In July, Shunichi Tanaka, the head of Japan's Nuclear Regulation Authority, acknowledged that the Fukushima power plant had likely been leaking contaminated water into the ocean for two years. And Tepco disclosed that it was struggling to seal leaks.

Enough radioactive water to fill 132 Olympic-sized pools has flowed into the ocean Bloomberg News reported recently.

Still, there's no new threat to U.S. residents, according to Ken Buesseler, a senior scientist with the Woods Hole Oceanographic Institution. Despite obfuscations by Tepco and Japanese regulators over the years, he said in an interview with Civil Beat last month that scientists have always believed that the power plant was still leaking. In fact, they continued to factor this into their models analyzing the radiation plume, he said, noting: "The new news is that Tepco is admitting to it and should have admitted to it sooner."

Buesseler has analyzed thousands of samples of fish caught offshore from the nuclear power plant since the disaster.

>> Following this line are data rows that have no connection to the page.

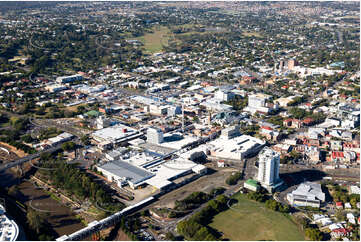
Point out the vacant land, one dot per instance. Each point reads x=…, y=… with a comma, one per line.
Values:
x=154, y=42
x=250, y=220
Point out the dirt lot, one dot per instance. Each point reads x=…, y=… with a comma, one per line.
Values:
x=61, y=219
x=205, y=184
x=13, y=153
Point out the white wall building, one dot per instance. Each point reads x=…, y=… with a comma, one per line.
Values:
x=307, y=194
x=268, y=170
x=154, y=136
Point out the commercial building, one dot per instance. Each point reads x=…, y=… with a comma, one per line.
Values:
x=154, y=136
x=124, y=173
x=114, y=134
x=68, y=79
x=307, y=194
x=224, y=95
x=251, y=185
x=268, y=169
x=103, y=122
x=235, y=148
x=61, y=138
x=260, y=103
x=55, y=87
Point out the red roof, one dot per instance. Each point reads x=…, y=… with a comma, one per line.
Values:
x=308, y=120
x=337, y=154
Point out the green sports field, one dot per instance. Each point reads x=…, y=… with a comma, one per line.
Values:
x=250, y=220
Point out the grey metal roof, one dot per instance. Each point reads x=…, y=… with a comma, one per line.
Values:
x=124, y=169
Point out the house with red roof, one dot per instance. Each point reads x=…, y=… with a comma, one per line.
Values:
x=308, y=121
x=340, y=232
x=292, y=123
x=339, y=205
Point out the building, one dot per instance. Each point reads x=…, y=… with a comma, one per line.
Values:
x=103, y=122
x=124, y=173
x=291, y=64
x=61, y=138
x=9, y=230
x=157, y=109
x=154, y=136
x=307, y=194
x=251, y=185
x=115, y=134
x=68, y=79
x=231, y=132
x=268, y=169
x=259, y=103
x=236, y=148
x=224, y=95
x=55, y=87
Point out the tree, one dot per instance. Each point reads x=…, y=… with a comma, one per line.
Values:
x=13, y=190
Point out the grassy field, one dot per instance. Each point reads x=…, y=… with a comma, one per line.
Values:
x=250, y=220
x=153, y=42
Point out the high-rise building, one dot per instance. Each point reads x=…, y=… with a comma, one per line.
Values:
x=154, y=136
x=291, y=64
x=268, y=168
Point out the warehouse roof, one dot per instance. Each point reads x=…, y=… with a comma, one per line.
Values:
x=124, y=169
x=113, y=133
x=252, y=182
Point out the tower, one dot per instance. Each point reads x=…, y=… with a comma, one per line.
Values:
x=268, y=168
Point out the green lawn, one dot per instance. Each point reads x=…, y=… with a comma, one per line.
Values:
x=250, y=220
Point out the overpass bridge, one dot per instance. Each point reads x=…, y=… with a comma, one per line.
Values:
x=106, y=222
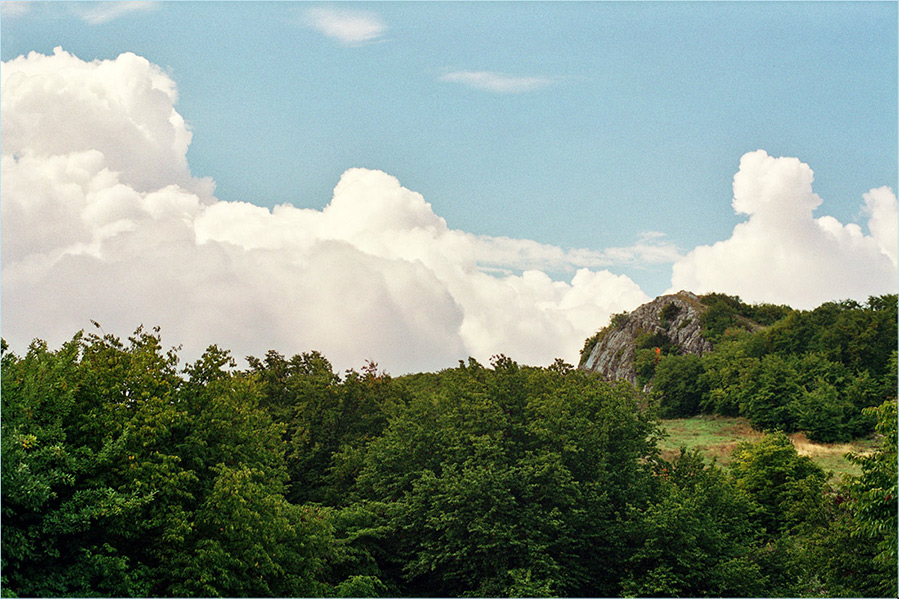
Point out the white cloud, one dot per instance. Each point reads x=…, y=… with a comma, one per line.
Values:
x=102, y=220
x=349, y=27
x=783, y=254
x=498, y=83
x=100, y=13
x=10, y=9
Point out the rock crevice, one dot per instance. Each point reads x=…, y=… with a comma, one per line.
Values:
x=676, y=317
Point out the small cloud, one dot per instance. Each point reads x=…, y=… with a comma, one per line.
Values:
x=350, y=28
x=783, y=254
x=104, y=12
x=14, y=9
x=497, y=83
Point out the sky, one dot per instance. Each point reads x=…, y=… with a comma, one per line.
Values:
x=414, y=183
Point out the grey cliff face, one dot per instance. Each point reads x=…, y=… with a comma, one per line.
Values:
x=675, y=316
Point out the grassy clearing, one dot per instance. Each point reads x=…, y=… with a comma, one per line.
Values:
x=717, y=436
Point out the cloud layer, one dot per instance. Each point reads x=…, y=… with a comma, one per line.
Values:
x=348, y=27
x=102, y=220
x=783, y=254
x=497, y=83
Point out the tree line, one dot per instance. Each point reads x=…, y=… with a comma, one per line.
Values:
x=127, y=474
x=815, y=371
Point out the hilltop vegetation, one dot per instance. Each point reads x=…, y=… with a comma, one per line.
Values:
x=789, y=370
x=126, y=474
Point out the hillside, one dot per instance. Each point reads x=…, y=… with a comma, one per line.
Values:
x=815, y=371
x=669, y=322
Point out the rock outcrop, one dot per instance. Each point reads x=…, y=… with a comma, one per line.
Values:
x=675, y=318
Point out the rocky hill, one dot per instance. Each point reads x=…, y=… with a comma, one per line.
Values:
x=669, y=323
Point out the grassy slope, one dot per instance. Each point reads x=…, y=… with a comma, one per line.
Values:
x=717, y=436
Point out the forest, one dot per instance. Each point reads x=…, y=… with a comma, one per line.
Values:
x=126, y=473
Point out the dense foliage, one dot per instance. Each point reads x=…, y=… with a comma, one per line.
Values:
x=816, y=371
x=125, y=474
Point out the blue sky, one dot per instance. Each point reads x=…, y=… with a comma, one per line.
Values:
x=579, y=125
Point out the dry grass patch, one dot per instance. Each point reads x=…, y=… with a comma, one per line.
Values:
x=717, y=436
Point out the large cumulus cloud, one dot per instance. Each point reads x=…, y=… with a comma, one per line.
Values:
x=101, y=219
x=783, y=254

His findings have shown consistently elevated levels of cesium-134, a radioactive isotope that decays rapidly, suggesting that the radiation leak never stopped.

While scientists say that the U.S. will be spared health threats as the radiation continues to disperse over thousands of miles of the Pacific Ocean, Japan is still grappling with a major disaster that prompted large-scale evacuations of residents living in the region around the Fukushima plant. The leaking radiation has devastated the Japanese fishing industry.

"There are still tens of thousands of people displaced from homes who will never be able to move back because of contamination in the ground," said Buesseler, noting a heightened risk of thyroid cancer due to the radiation.

"They're livelihoods are gone, their families are gone and their hometowns are gone."